When it comes to dealing with cancer, it is what is it and you’ve got to seek the best care that you can.
Colorectal Cancer Moon Shot
MD Anderson’s Colorectal Cancer Moon Shot® aims to rapidly and dramatically improve the disease’s survival rates and reduce suffering through prevention, early detection, research and new treatments.Learn more about the Colorectal Cancer Moon Shot
BY Jill Stein
Some days, I look back at my rectal cancer treatment, and I honestly can’t believe how far I’ve come. The fact that I’m not only alive but stable is remarkable.
My nightmare with rectal cancer began in November 2016, when I was 54. I started to feel discomfort just days before my first colonoscopy. My doctor couldn’t find anything wrong with my colon, but because my pain was intensifying, he sent me to a colorectal surgeon. A biopsy confirmed I had adenocarcinoma in my rectum.
I’d worked as a nurse in Houston for 32 years, and even though I really liked my colorectal surgeon, I knew I’d be crazy if I didn’t come to the world’s top cancer hospital for treatment. So, I scheduled an appointment at MD Anderson in Sugar Land, which is just minutes from my home.

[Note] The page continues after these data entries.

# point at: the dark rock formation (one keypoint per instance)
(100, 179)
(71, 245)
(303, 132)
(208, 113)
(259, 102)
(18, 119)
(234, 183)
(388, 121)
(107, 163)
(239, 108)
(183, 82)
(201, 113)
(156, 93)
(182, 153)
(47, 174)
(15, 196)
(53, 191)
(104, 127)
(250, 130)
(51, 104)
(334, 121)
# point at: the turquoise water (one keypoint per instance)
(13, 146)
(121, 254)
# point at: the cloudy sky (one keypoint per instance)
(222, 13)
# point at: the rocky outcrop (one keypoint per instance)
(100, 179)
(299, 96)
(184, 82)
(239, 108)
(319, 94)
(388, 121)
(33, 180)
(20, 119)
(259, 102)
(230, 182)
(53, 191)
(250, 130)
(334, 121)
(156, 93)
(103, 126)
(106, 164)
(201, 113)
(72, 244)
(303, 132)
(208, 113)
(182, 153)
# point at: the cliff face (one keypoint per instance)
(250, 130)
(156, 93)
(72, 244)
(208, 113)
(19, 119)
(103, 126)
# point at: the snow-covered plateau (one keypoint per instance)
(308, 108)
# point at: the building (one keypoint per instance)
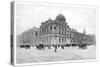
(55, 32)
(58, 32)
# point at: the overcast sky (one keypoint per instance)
(77, 17)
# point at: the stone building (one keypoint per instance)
(58, 32)
(55, 32)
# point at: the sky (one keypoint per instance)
(77, 17)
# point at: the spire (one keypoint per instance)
(84, 31)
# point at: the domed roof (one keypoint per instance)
(60, 17)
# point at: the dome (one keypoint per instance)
(61, 17)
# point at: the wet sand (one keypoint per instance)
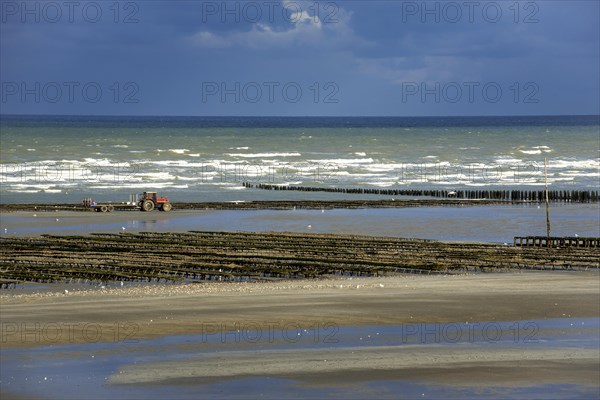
(468, 366)
(122, 314)
(161, 310)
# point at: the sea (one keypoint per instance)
(62, 159)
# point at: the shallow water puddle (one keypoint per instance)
(87, 371)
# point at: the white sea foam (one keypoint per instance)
(343, 161)
(264, 155)
(537, 151)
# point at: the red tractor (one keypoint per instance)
(149, 201)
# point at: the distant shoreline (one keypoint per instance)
(278, 204)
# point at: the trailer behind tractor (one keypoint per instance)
(147, 201)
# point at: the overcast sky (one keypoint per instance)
(264, 58)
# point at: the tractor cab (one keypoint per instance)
(150, 200)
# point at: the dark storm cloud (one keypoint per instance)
(360, 54)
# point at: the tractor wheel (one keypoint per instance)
(147, 205)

My rectal cancer treatment
From the start, surgical oncologist Dr. Craig Messick told me that even though my cancer hadn’t spread, adenocarcinoma like mine tends to be more aggressive when it starts in the rectum, compared to the colon. Still, I wasn’t prepared for what was to come.

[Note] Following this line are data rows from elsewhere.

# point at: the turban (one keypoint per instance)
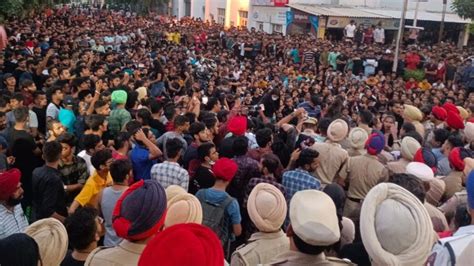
(313, 218)
(437, 187)
(183, 244)
(9, 181)
(450, 107)
(337, 130)
(409, 146)
(413, 113)
(119, 97)
(456, 158)
(395, 227)
(267, 208)
(426, 156)
(439, 113)
(469, 131)
(357, 138)
(224, 169)
(454, 121)
(237, 125)
(421, 171)
(140, 212)
(183, 208)
(173, 191)
(51, 236)
(375, 144)
(463, 112)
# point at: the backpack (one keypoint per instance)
(214, 217)
(452, 250)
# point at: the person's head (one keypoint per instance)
(92, 143)
(120, 170)
(264, 137)
(83, 228)
(27, 255)
(11, 192)
(240, 146)
(207, 152)
(55, 128)
(52, 151)
(102, 160)
(308, 160)
(174, 148)
(199, 132)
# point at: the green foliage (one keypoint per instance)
(417, 74)
(464, 8)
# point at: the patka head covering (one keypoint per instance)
(413, 113)
(437, 187)
(439, 113)
(224, 169)
(141, 210)
(51, 236)
(357, 138)
(119, 97)
(182, 209)
(237, 125)
(267, 208)
(469, 131)
(426, 156)
(454, 121)
(409, 146)
(456, 158)
(337, 130)
(9, 181)
(421, 171)
(173, 191)
(450, 107)
(183, 244)
(375, 143)
(395, 227)
(313, 218)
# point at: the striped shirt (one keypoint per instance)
(12, 222)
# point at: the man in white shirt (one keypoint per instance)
(379, 35)
(349, 30)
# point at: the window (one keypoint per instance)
(221, 16)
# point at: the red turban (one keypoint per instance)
(9, 183)
(454, 121)
(224, 169)
(237, 125)
(183, 244)
(439, 113)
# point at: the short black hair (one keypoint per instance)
(52, 151)
(307, 156)
(100, 158)
(68, 138)
(81, 227)
(205, 150)
(173, 146)
(240, 146)
(119, 170)
(90, 141)
(263, 137)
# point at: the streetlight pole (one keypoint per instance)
(400, 35)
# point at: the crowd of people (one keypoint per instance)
(147, 140)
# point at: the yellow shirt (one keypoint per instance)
(94, 184)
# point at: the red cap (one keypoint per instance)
(183, 244)
(224, 169)
(237, 125)
(9, 183)
(439, 113)
(454, 121)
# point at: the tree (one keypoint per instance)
(464, 8)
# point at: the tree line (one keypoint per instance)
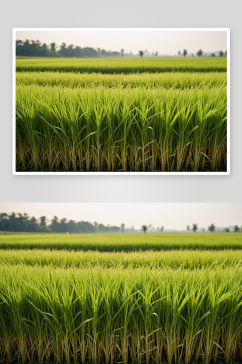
(17, 222)
(34, 48)
(200, 53)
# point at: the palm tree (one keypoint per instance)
(236, 228)
(42, 220)
(211, 228)
(122, 227)
(194, 227)
(53, 47)
(184, 52)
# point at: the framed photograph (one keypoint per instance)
(121, 101)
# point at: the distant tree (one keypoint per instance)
(144, 228)
(122, 227)
(184, 52)
(53, 47)
(194, 227)
(43, 220)
(211, 228)
(236, 228)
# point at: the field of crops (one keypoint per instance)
(123, 242)
(121, 115)
(124, 299)
(124, 65)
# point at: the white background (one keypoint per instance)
(112, 13)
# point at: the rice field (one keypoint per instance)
(176, 80)
(151, 115)
(99, 315)
(131, 298)
(124, 65)
(123, 242)
(173, 259)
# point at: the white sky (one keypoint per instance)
(170, 215)
(165, 42)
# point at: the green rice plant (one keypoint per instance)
(175, 80)
(124, 65)
(188, 259)
(123, 242)
(99, 315)
(62, 129)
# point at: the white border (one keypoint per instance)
(121, 173)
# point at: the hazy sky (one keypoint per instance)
(169, 215)
(165, 42)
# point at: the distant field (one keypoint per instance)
(182, 259)
(176, 80)
(124, 242)
(123, 65)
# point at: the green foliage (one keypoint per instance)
(123, 242)
(121, 129)
(123, 65)
(98, 315)
(187, 259)
(176, 80)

I finished 28 days of simultaneous radiation therapy and oral chemo and prepared for an abdominoperineal resection, a surgery to remove my rectum and distal colon. But during my pre-op preparation, new scans showed the cancer had spread to my liver.

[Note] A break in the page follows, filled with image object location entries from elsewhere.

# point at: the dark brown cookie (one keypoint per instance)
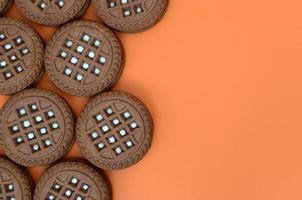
(36, 127)
(74, 181)
(52, 12)
(130, 15)
(114, 130)
(14, 182)
(21, 55)
(4, 6)
(84, 58)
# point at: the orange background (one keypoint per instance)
(223, 82)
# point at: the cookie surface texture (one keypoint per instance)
(36, 127)
(114, 130)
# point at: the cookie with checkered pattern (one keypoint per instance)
(114, 130)
(36, 127)
(84, 58)
(52, 12)
(131, 15)
(21, 56)
(72, 180)
(15, 182)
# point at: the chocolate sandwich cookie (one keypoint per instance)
(114, 130)
(130, 15)
(15, 183)
(36, 127)
(74, 181)
(21, 56)
(52, 12)
(4, 6)
(84, 58)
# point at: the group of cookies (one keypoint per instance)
(83, 58)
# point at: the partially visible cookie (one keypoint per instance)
(14, 182)
(73, 181)
(114, 130)
(84, 58)
(21, 55)
(36, 127)
(4, 6)
(129, 15)
(52, 12)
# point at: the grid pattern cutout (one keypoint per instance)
(34, 127)
(114, 130)
(127, 7)
(14, 49)
(7, 189)
(73, 189)
(44, 4)
(82, 57)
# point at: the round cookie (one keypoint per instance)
(14, 182)
(36, 127)
(21, 56)
(114, 130)
(52, 12)
(72, 180)
(4, 6)
(130, 16)
(84, 58)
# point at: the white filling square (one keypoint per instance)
(101, 145)
(50, 114)
(102, 60)
(127, 115)
(63, 54)
(38, 118)
(105, 128)
(94, 135)
(30, 135)
(86, 38)
(112, 139)
(123, 132)
(99, 117)
(91, 54)
(3, 63)
(80, 77)
(55, 125)
(47, 142)
(74, 60)
(69, 43)
(74, 180)
(26, 124)
(43, 130)
(133, 125)
(116, 121)
(80, 49)
(85, 187)
(85, 66)
(22, 111)
(68, 71)
(118, 150)
(129, 143)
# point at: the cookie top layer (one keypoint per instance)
(114, 130)
(36, 127)
(84, 58)
(14, 183)
(4, 5)
(21, 55)
(51, 12)
(74, 181)
(129, 15)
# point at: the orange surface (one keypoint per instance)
(223, 82)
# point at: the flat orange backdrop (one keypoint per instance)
(223, 80)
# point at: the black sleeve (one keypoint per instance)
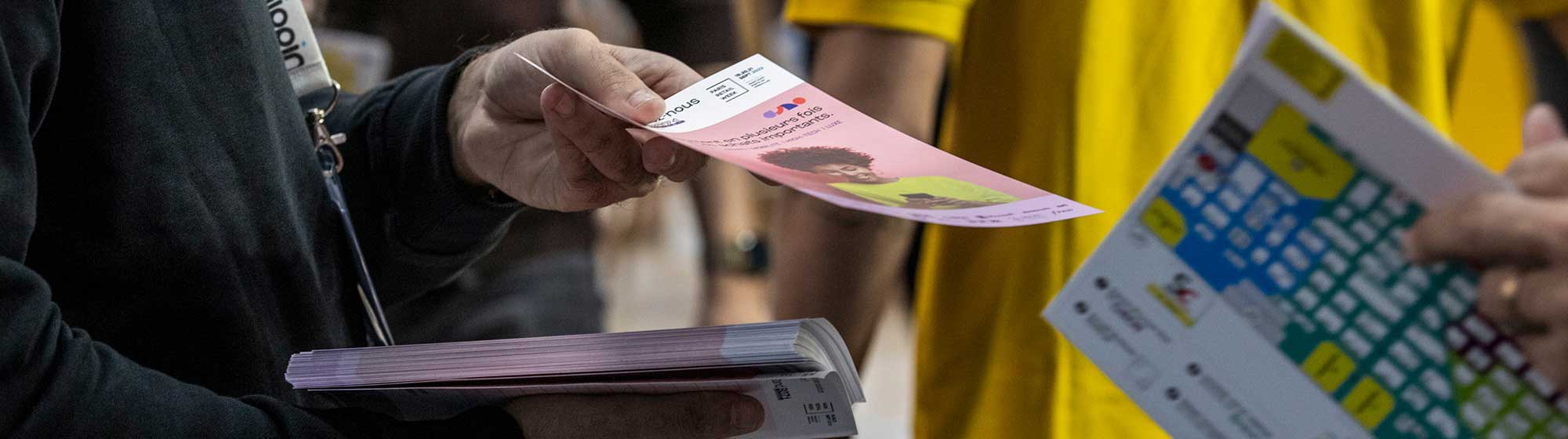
(59, 383)
(419, 223)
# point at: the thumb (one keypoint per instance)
(692, 415)
(579, 59)
(1542, 126)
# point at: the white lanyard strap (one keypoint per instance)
(302, 57)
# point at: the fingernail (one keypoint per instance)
(567, 106)
(746, 416)
(642, 96)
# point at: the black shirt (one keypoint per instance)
(167, 241)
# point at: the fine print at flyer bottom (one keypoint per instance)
(766, 120)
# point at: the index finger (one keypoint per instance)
(1492, 228)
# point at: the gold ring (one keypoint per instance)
(1515, 322)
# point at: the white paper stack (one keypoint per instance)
(799, 369)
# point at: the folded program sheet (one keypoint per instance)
(1269, 296)
(763, 118)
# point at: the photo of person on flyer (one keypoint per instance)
(855, 176)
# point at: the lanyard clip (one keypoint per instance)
(327, 153)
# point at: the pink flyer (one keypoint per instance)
(763, 118)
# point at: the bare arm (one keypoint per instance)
(843, 264)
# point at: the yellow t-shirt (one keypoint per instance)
(1086, 100)
(896, 194)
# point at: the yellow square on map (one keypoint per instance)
(1310, 70)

My surgery was canceled, and I quickly met with surgical oncologist Dr. Yun Shin Chun. Within days, my care team had developed a new plan: two months of chemotherapy, followed by a liver resection and two more months of chemo.
After the first two months of chemotherapy, my rectal pain became too brutal to bear. So on June 2, 2017, Dr. Messick performed a laparoscopic diverting colostomy, during which he rerouted my bowels to a colostomy bag. A few weeks later, Dr. Chun resected 30% of my liver to remove the three lesions on it. I started my second two months of chemotherapy that August.
In late October 2017, I started experiencing really bad abdominal pain and couldn’t keep down any food. Turns out, my cancer had spread to my entire abdominal cavity. There were too many tumors to count.
Immunotherapy offers hope
At that point, my care team had exhausted all of the standard rectal cancer treatment options. My oncologist, Dr. Janet Tu, suggested we try immunotherapy because the tumor showed microsatellite instability changes that have shown to respond well to the treatment. She said it would be a shot in the dark, but I was willing to try anything if it could buy me even an extra day with my children.
I met with Dr. Scott Kopetz, and he agreed I could try the immunotherapy drug pembrolizumab. But before I could start treatment, I grew so weak and was in so much pain that I was hospitalized. I couldn’t eat anything, so I had to get my nutrients through an IV. As a result of my tumors, my stomach kept filling up with fluid, so I had a catheter placed to drain it all out.
My situation was dire, and Dr. Tu was honest about it. But she and my nurse practitioner, Laurie Hughes, didn’t give up. They raced to get me evaluated for immunotherapy, and toward the end of November, I received my first infusion.
Living with rectal cancer
After my third infusion, I started to tolerate enough food to get off IV nutrition. By January, my stomach had stopped accumulating fluid, and I was able to have the catheter removed.
I continue to feel better, and my disease hasn’t progressed. I must continue the immunotherapy indefinitely, but I’m OK with that. To me, it’s an incredible feeling just to wake up in the morning.
I’m so thankful for MD Anderson. Every doctor, every nurse, every person that I have been in contact with has been outstanding. They did everything to try and help me, and that’s evident by the fact that I am still here today.